Alle laufen kreuz und quer, keiner weiß, wohin. Zulfinaz sucht ihre Familie, doch sie findet keinen. Auf einmal spürt sie einen dumpfen Schmerz an ihrem Hinterkopf. Ein Soldat zieht sie an ihren Haaren in einen der bereitstehenden Busse. Sie schreit und weint. Als sie aus dem Fenster schaut, ist alles leer. Es sind keine Menschen, außer den Soldaten, zu sehen. Sie fahren drei Tage und drei Nächte. Wenn Zulfinaz Hunger hat, wird ihr ein Stück trockenes Brot gereicht. Und wenn sie mal ein Wort sagen möchte, wird sie von den Soldaten bedroht. Sie kommen in eine moderne Stadt und halten vor einem riesigen Haus mit hohem Zaun. Sie und die anderen werden gewaltsam aus dem Bus gezerrt. Sie sieht endlich ihre Mutter und Geschwister wieder. Viele weinen.
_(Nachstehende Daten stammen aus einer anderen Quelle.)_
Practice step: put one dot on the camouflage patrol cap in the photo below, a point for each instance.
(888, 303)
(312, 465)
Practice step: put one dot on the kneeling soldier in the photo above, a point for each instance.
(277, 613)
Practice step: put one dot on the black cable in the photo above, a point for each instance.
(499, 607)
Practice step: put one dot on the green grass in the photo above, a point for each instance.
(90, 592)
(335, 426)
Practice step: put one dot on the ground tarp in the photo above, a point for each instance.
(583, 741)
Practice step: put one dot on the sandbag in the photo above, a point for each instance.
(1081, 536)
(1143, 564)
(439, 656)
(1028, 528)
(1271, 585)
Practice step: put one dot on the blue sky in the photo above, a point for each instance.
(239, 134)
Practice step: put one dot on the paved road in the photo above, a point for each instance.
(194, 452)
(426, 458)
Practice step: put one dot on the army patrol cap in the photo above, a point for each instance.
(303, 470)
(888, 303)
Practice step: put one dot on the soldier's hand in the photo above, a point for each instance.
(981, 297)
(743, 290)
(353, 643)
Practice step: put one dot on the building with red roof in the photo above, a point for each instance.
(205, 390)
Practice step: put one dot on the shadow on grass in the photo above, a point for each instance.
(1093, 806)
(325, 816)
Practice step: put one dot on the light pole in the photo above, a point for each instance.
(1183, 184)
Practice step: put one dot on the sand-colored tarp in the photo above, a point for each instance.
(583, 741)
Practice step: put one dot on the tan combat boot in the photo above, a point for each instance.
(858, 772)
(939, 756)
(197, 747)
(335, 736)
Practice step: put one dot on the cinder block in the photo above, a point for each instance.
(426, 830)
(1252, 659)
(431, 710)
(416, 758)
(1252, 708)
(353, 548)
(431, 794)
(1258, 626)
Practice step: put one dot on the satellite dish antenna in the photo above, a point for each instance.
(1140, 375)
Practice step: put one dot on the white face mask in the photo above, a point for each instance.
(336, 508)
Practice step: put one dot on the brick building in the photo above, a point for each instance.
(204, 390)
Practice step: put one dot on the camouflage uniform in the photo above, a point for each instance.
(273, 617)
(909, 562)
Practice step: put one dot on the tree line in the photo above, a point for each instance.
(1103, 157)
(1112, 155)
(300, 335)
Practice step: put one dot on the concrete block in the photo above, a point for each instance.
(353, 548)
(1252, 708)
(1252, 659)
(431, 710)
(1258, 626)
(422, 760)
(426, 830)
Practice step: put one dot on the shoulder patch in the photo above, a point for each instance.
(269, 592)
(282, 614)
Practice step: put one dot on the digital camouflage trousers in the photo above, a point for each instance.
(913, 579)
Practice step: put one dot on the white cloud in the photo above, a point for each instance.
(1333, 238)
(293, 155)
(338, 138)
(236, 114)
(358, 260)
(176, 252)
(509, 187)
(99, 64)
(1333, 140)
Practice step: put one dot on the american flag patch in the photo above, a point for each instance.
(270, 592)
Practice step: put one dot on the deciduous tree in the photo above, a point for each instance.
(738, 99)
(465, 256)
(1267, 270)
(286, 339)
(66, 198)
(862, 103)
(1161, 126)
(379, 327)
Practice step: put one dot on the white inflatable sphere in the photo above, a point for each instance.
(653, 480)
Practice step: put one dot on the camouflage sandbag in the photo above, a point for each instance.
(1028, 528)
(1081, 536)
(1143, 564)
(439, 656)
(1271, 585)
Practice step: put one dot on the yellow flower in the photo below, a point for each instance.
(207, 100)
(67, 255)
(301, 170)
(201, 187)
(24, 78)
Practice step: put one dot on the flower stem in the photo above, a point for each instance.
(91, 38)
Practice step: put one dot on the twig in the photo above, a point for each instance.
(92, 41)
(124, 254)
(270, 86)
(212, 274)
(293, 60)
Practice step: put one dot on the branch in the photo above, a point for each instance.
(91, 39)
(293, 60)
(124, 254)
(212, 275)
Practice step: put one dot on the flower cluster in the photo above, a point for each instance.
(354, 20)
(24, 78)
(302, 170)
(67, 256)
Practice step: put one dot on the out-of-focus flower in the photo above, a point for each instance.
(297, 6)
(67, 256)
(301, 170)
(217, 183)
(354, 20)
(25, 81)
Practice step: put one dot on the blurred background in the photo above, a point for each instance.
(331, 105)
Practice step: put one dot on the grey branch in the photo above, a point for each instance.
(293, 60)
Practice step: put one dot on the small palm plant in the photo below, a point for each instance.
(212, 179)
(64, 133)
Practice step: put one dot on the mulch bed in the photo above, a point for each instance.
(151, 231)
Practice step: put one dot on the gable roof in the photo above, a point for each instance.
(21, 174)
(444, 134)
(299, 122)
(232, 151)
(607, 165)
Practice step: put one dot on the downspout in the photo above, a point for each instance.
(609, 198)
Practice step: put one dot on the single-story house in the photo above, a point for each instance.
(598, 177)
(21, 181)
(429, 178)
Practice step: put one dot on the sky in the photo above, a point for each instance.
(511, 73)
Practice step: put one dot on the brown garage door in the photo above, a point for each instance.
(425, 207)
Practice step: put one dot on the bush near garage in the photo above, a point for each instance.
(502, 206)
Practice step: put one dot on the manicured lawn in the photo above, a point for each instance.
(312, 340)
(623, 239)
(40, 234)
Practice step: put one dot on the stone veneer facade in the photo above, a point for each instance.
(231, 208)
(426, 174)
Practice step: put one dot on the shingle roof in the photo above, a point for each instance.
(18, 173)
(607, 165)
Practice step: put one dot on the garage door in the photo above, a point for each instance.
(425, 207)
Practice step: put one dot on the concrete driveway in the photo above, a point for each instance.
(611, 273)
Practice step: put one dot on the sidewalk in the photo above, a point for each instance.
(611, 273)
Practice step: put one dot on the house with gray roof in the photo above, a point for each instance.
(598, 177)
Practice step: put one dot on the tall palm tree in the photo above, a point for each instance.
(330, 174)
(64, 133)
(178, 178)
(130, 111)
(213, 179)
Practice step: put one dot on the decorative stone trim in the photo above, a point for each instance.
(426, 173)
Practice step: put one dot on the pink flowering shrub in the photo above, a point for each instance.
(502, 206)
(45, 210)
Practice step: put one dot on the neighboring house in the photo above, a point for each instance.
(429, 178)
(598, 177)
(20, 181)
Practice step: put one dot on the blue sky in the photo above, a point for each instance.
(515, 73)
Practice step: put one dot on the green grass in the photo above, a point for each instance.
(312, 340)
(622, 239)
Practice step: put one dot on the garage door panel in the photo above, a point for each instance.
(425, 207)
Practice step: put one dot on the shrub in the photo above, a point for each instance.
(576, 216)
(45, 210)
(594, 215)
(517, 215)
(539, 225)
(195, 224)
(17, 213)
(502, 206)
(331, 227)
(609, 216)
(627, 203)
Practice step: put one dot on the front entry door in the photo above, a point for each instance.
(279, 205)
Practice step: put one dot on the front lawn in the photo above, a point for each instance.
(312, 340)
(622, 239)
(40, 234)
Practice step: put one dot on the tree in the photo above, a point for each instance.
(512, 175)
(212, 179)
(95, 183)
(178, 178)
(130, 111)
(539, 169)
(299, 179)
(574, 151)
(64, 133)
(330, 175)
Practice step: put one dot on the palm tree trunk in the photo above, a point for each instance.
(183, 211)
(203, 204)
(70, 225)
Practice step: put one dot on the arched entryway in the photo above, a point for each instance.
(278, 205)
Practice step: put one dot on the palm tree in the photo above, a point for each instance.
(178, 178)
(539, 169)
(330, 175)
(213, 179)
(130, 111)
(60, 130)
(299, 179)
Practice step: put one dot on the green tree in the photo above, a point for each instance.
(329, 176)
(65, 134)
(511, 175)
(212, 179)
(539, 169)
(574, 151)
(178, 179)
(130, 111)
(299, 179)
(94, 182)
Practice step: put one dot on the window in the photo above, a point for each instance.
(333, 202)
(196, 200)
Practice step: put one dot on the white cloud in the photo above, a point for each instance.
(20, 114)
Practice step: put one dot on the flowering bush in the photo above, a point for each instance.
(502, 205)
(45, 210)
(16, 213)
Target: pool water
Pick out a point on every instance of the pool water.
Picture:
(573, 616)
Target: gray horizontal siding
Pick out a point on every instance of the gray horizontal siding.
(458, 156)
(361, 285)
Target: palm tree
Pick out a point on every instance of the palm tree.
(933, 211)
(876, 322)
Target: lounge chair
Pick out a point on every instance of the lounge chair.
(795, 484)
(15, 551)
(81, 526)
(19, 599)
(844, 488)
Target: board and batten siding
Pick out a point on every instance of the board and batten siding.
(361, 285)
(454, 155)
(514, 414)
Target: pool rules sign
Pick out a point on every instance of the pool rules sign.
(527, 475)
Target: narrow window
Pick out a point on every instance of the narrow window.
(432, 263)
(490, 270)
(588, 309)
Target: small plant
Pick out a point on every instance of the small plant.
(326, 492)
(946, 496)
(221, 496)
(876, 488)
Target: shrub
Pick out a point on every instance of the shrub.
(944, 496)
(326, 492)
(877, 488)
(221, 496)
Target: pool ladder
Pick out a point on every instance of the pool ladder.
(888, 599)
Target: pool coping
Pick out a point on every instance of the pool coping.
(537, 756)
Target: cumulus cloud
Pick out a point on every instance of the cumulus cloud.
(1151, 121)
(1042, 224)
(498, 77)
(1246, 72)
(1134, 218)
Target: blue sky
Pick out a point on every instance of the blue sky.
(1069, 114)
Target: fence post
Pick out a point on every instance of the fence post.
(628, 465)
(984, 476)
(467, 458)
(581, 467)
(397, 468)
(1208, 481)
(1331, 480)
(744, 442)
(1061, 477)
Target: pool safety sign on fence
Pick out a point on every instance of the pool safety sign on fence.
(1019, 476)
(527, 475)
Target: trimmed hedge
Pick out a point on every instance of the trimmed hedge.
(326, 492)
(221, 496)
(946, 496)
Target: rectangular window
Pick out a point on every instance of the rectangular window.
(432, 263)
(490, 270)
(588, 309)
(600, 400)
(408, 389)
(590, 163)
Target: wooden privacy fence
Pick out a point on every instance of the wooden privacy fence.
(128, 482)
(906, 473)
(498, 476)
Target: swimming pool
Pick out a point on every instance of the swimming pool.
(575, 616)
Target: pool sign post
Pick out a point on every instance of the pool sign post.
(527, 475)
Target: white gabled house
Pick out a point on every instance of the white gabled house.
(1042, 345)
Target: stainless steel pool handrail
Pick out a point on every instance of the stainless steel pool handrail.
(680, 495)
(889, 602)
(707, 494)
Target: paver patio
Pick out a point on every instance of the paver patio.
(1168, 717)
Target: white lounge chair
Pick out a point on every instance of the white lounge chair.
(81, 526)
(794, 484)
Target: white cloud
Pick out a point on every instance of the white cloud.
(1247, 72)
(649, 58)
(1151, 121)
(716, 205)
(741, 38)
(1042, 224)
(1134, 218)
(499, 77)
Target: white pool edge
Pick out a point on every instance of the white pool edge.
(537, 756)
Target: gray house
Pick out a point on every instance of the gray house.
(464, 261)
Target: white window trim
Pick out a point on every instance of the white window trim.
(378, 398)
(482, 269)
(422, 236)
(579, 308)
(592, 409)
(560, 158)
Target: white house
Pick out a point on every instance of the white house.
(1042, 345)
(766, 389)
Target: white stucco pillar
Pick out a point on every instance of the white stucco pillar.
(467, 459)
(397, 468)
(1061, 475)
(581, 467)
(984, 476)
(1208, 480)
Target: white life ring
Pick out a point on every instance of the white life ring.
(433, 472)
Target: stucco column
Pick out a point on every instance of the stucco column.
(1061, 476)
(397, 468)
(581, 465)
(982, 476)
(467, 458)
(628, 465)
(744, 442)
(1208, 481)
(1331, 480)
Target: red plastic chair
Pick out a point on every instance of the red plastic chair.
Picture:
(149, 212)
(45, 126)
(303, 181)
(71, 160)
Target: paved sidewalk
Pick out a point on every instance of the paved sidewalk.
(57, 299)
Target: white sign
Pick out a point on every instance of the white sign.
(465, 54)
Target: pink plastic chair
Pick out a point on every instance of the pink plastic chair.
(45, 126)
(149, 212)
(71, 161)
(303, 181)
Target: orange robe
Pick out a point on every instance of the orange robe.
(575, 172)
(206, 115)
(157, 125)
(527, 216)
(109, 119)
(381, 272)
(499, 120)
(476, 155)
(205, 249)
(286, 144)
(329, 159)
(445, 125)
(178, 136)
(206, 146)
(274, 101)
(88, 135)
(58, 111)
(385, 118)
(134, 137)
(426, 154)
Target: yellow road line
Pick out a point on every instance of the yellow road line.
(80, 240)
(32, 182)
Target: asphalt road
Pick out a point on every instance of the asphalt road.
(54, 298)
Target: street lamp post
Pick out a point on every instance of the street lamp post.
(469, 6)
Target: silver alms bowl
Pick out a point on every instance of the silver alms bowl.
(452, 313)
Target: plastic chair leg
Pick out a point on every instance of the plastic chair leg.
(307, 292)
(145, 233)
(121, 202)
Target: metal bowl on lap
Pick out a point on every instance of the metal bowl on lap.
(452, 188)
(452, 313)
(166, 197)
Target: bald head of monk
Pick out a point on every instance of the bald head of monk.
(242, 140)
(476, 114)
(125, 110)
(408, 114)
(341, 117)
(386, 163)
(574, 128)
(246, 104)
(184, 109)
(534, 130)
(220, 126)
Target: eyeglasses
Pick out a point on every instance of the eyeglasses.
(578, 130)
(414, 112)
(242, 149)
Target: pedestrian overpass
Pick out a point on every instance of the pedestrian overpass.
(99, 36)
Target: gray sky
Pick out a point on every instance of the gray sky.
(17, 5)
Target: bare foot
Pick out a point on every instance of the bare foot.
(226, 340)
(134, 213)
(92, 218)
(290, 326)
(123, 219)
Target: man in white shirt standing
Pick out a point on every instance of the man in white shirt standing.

Es kommen Männer in Anzügen in den Raum. Einer kann die unbekannte Sprache übersetzen: "Siz birdaha Kürtce konusmiacaksiniz yoksa sizin hayatinizi muaf ederiz." "Ihr werdet nie wieder kurdisch reden, sonst werden wir euer Leben zerstören."

Diese Geschichte ist nicht ausgedacht. Meine Oma Zulfinaz Karli hat sie mir erzählt. Sie lebt heute in Deutschland und ist eine zufriedene deutsche Mitbürgerin.